En ese momento, la cúpula de Lácteos Verónica argumentó que la medida es impulsada "ante la notoria crisis que estamos padeciendo", y con la perspectiva de tratar de salvaguardar los 700 puestos de trabajo que genera la compañía.
En el documento acercado a sus operarios la lechera señaló que mantiene "la expectativa de poder recuperar en el corto plazo niveles razonables de productividad y empleabilidad". Al mismo tiempo, recalcó que para sus trabajadores "es obligatorio presentarse en el establecimiento durante el lapso de tiempo establecido".
Lo que siguió a ese pronunciamiento fue el parate total y la movilización de los trabajadores de la lechera, que dejaron de percibir sus haberes y desconocen qué ocurrirá con el destino de la empresa y su estructura de empleos.
En cuanto a la situación de la deuda bancaria de la compañía, hace escasos días iProfesional constató en el registro del Banco Central (BCRA) que la empresa acumula 3.834 cheques emitidos sin fondos y una deuda en ese ítem superior a los 13.400 millones de pesos.
Además, Lácteos Verónica debe miles y miles de pesos a entidades de crédito como Catalinas, Credibel y Trend Capital.

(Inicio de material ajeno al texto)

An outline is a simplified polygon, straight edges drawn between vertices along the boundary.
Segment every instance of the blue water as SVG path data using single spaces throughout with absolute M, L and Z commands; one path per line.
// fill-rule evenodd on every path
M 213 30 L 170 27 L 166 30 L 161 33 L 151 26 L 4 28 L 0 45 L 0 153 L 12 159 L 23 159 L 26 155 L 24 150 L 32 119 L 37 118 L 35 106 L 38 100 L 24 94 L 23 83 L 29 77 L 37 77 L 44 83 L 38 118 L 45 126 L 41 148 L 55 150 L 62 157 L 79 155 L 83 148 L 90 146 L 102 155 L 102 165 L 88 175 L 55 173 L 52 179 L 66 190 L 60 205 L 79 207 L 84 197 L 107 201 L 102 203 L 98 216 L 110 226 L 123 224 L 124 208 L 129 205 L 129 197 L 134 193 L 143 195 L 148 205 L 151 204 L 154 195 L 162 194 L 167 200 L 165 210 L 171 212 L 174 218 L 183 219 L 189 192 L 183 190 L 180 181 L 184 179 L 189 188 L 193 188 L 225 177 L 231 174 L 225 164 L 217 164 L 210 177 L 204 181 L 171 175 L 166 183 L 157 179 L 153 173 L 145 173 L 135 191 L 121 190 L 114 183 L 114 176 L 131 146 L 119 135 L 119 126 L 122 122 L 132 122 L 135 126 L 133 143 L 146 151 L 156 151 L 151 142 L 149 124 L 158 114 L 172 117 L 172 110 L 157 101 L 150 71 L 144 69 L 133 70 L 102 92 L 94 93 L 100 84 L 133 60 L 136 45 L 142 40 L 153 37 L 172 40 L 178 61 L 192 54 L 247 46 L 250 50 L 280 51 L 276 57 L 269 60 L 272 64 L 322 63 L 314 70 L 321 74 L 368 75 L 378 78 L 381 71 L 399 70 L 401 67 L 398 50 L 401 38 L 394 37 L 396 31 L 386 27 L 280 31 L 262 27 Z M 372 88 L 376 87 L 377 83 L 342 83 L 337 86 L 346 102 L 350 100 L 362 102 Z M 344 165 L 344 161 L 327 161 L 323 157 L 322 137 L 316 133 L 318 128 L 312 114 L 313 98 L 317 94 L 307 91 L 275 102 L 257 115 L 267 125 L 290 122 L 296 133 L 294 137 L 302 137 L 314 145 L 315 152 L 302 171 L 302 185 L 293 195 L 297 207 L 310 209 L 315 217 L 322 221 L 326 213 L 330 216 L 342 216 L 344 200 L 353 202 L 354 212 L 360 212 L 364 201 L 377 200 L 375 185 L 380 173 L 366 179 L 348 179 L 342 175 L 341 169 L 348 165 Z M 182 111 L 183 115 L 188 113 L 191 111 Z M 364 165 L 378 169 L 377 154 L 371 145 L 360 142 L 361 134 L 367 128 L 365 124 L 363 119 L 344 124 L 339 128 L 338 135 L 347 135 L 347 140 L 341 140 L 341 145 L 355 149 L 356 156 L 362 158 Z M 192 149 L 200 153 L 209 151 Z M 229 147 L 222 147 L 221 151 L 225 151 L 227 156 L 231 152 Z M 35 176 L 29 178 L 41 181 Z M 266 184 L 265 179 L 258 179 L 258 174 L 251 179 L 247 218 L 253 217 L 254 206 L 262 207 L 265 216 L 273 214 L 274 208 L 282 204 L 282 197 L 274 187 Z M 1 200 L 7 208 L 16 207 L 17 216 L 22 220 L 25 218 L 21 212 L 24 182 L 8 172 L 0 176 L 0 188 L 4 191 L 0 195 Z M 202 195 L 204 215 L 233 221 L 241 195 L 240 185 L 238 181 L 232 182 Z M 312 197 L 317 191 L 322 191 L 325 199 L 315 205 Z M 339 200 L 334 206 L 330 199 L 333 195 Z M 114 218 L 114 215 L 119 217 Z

También posee deudas con los bancos Nación, BBVA, Santander, Galicia y Macro, entre otros.
El contexto actual, señalan voceros de los empleados de la lechera, es de total incertidumbre y en el horizonte no se descarta la posibilidad de la quiebra. Dicha acción implicaría la pérdida de 700 puestos de trabajo.
Por el lado de los proveedores, la situación también es dramática: cerca de 150 productores de leche de la provincia de Santa Fe se unieron recientemente para reclamar el pago de mercadería entregada y nunca abonada.
Se estima que sólo con ese grupo de tamberos la deuda que mantiene Lácteos Verónica se ubica en torno a los 60 millones de dólares.
En paralelo, volvieron a incrementarse las versiones de que los Espiñeira podrían desprenderse de los activos de Lácteos Verónica. En esa línea, se afirma que los propietarios de la lechera mantienen negociaciones con la francesa Savencia, compañía que en Argentina posee el control de la marca Milkaut y en su momento también pasó de manejar el negocio de Ilolay.